Charles Dickens’ holiday classic has been adapted dozens of times over the years for stage, film and television. Shortly after writing it in 1843, Dickens himself adapted it for the many public readings he gave of the story. Today, there are musicals, animated movies, sequels, modernizations and parodies based on the Scrooge tale.
But amidst all that, the 78-year-old Berkshire Theater Festival offers a stripped-down, faithful Christmas Carol with two distinct advantages: the well-preserved Victorian location of Stockbridge and an intimate setting in the company’s 122-seat Unicorn Theater.
The Berkshire Theater Festival is the longest-running professional performing arts organization in the Berkshires, but like many of the area’s attractions, it is mostly known as a summer phenomenon. McGuire told Preview that BTF used to offer readings as a holiday gift to the community. But last year, the company stepped it up with a full production of A Christmas Carol in what it hopes will become an annual tradition. As McGuire put it, “We decided it was time to offer a bigger gift.”

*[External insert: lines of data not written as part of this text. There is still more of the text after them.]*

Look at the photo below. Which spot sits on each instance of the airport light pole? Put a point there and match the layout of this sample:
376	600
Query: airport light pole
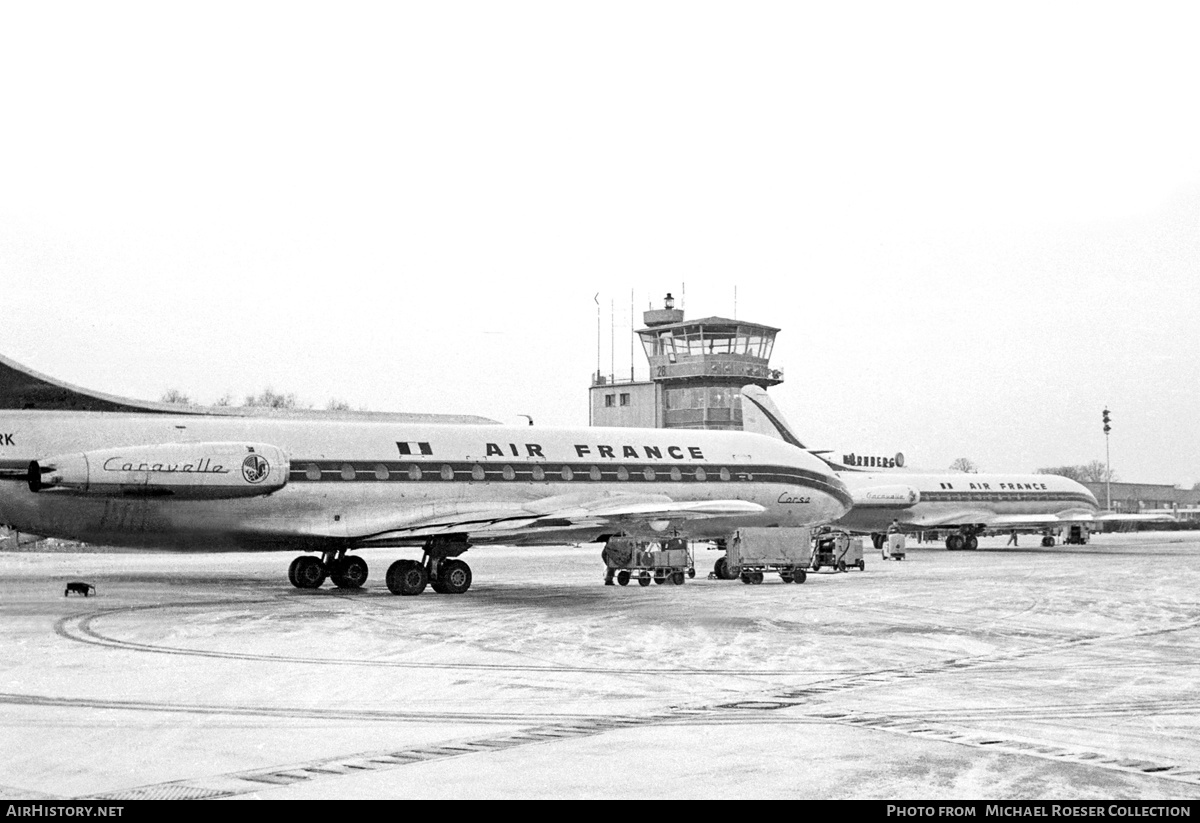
1108	464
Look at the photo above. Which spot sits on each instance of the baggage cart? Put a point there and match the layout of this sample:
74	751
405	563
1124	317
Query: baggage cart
669	560
754	552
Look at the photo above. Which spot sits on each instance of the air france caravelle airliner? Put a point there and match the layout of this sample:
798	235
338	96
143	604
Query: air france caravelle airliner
966	503
102	469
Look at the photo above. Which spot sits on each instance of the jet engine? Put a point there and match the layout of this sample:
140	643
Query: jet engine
187	470
886	497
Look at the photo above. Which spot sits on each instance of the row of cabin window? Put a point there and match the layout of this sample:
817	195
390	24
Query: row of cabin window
414	473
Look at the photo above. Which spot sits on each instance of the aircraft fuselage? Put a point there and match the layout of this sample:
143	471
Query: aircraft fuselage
358	482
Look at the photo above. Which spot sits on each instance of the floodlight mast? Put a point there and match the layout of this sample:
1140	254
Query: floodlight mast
1108	463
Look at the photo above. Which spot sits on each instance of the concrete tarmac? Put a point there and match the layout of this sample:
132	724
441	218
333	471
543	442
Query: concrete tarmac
1003	673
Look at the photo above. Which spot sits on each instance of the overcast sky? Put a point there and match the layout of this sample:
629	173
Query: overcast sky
976	223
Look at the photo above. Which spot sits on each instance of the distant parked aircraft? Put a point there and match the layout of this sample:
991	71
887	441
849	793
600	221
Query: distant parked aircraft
966	504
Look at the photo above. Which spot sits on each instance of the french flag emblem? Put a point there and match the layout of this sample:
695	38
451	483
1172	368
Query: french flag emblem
407	449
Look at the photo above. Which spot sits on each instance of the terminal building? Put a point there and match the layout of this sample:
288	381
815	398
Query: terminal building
1183	504
697	368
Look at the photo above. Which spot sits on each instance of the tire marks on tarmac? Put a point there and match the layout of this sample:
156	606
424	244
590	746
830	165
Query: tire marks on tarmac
774	706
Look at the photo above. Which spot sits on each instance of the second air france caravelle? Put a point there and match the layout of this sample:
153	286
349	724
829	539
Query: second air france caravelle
89	467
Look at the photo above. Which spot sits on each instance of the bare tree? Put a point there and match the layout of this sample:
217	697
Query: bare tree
269	398
175	396
1097	473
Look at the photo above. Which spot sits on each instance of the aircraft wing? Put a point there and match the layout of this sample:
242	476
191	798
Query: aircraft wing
1114	517
931	521
994	521
561	512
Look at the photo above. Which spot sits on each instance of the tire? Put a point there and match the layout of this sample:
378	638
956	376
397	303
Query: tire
719	568
292	572
454	576
407	577
310	572
349	574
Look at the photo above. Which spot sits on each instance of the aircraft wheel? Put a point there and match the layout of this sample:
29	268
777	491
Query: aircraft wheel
310	572
349	574
407	577
292	571
454	576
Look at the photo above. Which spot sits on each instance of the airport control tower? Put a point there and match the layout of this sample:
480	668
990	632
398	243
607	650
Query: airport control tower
697	368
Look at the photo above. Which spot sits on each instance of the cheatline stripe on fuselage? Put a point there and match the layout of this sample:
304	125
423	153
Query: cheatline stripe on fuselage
331	470
1007	497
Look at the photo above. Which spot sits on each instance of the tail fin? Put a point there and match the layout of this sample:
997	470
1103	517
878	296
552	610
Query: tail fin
762	416
22	388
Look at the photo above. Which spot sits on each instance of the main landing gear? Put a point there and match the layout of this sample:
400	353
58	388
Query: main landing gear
347	572
967	539
439	569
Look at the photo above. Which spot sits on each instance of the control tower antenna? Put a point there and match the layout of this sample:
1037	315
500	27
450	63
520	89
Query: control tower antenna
631	335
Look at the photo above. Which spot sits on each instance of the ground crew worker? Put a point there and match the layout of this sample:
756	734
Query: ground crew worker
894	528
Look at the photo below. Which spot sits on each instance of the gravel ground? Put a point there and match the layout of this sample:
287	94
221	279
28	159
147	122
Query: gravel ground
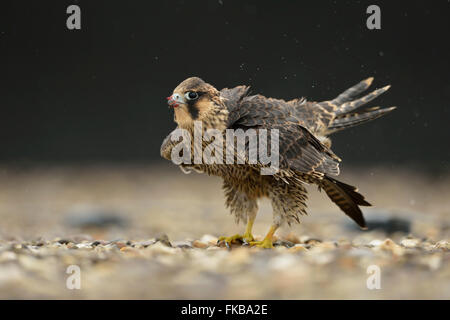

Eric Hill, who adapted Carol for the Unicorn stage, will return this year to co-direct the play and star as Ebeneezer Scrooge. Hill has played just about every part in the Christmas Carol in his thirty-year career in theater. Scrooge, he said, is perhaps “the most well known and well loved (and hated) characters in theater.” Playing the penny-pinching, misanthropic Scrooge, you “get the audience to really enjoy hating you.”